Courtesy Photo

It’s open and growing. And it will be growing along with its young visitors for years to come due to the generosity of an area family, the Kallmans. The new Kallman Family Children’s Garden is open for kids—of all ages and sizes—to enjoy at the Santa Barbara Zoo. Located right next to the wildly popular “ant hill” and “dinosaur eggshells,” this kid-oriented play area is more than just a playground. Its designer, Amy Pryor, is a mother herself and wanted to create a safe and stimulating garden area for kids to experience nature up close.

Unlike many children’s gardens in public spaces that are long on hardscape and short on plants, this new garden combines both into a stimulating outdoor environment. There are plants whose names conjure animals from the zoo itself: kangaroo paws, monkey flower, and more, as well as small animal sculptures hidden in its nooks and crannies, ready to surprise. There is a rainbow garden that will display the whole spectrum of colors as it blooms. Nearby is a selection of plants with fragrant flowers and foliage. Zoo campers and others enrolled in the zoo’s educational programs will likely benefit most from these through guided exploration of their nose-worthy attributes. But any child will find the gazebo (soon to be vine-covered) a cozy bower, enjoy stump-hopping over the dry streambed, or find a place to hide (almost, anyway) within the towering trunks of a grove of ancient yuccas.

Why is this new garden important? Kids need to be out in nature. There is a profound effect that early exposure to and immersion in the natural world seems to have on children. It can influence everything from how they handle stress, remain focused even when they are indoors, take responsibility for their actions on all levels, and even find their own callings in life. An early introduction to nature is important not only for mental health, but to foster a sense of connection to the physical world and a commitment to preserving what is left of it. If a child has never turned over a rock for himself to find the beetle burrowed beneath, if she has never had a place to build her own lean-to and find the calming solace of the world outside of the daily frenzy most of us live in, the mature individual will be unable to resist the forces that can and will change our world from a sustainable natural system into an artificial (and probably unsustainable) world.

Children need intimate outdoor places they create or find where they can hide from the larger world. Too many kids no longer have a place to just find nature in a safe way.
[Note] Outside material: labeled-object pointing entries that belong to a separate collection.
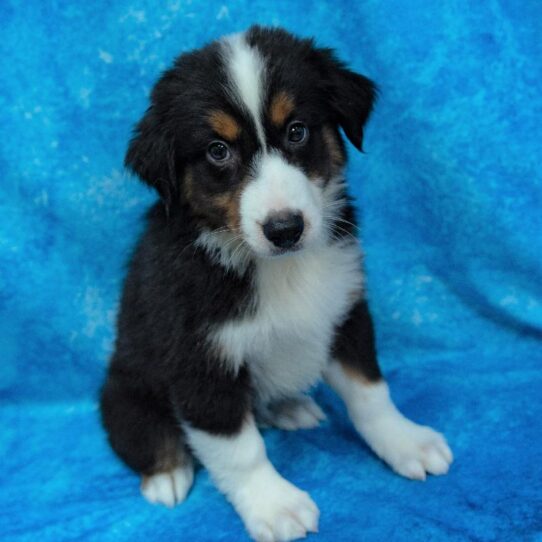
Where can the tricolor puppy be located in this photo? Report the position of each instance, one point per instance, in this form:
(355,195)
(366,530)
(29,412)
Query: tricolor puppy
(247,285)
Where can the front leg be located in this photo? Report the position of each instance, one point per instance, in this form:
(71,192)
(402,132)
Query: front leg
(410,449)
(220,429)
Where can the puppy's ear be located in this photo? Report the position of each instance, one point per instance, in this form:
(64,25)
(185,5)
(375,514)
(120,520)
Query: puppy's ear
(151,155)
(350,95)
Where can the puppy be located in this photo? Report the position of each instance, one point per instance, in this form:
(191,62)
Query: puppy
(247,285)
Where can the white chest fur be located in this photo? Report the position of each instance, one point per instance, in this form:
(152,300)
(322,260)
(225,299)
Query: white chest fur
(301,299)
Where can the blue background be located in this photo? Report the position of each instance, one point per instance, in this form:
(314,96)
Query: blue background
(451,193)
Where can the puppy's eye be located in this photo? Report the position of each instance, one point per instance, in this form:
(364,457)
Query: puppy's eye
(217,151)
(297,132)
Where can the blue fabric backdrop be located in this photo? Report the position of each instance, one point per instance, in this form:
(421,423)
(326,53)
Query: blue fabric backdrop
(451,193)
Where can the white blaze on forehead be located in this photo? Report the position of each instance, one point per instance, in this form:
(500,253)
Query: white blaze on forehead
(246,69)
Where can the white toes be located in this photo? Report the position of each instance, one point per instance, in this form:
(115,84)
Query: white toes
(277,511)
(296,413)
(411,450)
(168,488)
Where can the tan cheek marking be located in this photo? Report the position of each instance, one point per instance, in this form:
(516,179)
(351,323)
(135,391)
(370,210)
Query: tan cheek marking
(281,107)
(330,139)
(224,125)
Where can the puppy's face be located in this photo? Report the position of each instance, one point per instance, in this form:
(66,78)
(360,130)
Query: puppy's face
(244,133)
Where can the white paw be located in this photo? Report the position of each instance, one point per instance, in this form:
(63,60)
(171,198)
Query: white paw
(410,449)
(273,510)
(294,413)
(168,488)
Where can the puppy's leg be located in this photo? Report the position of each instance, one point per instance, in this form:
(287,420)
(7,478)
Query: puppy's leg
(145,435)
(223,435)
(299,412)
(410,449)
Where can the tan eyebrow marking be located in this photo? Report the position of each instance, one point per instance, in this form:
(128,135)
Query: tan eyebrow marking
(224,125)
(281,107)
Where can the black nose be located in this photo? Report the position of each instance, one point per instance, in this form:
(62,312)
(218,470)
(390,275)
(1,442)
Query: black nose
(284,229)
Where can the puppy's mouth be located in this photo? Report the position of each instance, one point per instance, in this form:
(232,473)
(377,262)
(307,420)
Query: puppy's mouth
(284,232)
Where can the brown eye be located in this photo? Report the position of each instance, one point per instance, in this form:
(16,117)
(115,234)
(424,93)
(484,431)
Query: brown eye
(217,151)
(297,132)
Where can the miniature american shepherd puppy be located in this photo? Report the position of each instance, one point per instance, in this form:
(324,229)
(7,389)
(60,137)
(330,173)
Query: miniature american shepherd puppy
(247,286)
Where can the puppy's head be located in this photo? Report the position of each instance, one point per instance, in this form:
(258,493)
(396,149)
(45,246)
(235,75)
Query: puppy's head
(244,133)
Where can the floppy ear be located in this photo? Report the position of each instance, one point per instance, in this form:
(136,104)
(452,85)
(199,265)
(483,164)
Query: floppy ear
(151,155)
(350,95)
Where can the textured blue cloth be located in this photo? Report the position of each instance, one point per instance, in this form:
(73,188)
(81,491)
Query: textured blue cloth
(451,193)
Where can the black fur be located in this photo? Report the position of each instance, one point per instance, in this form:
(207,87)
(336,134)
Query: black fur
(355,343)
(163,371)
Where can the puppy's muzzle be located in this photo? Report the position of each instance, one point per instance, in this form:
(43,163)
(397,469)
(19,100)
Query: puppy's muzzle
(284,229)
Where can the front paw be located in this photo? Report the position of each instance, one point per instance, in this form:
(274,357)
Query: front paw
(274,510)
(410,449)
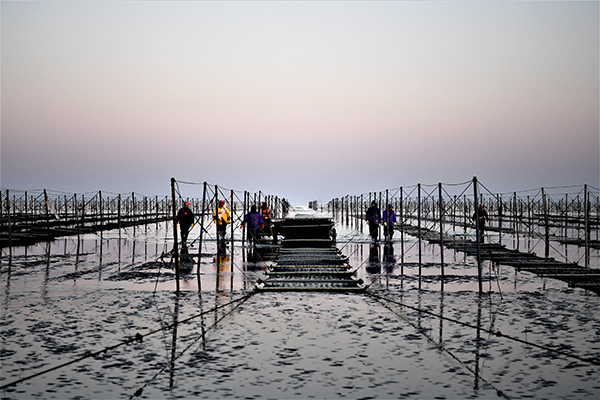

Fear of the dangers inherent in climbing trees, hiking in the woods, or just being out of sight of an adult has greatly influenced the way that children in today’s America experience nature.

The new garden for kids at the zoo doesn’t have any rocks or rotting logs for the younguns to turn over and really explore nature (darn!), but it does provide a stimulating experience out of doors that is increasingly rare and much valued wherever it can be created and nurtured.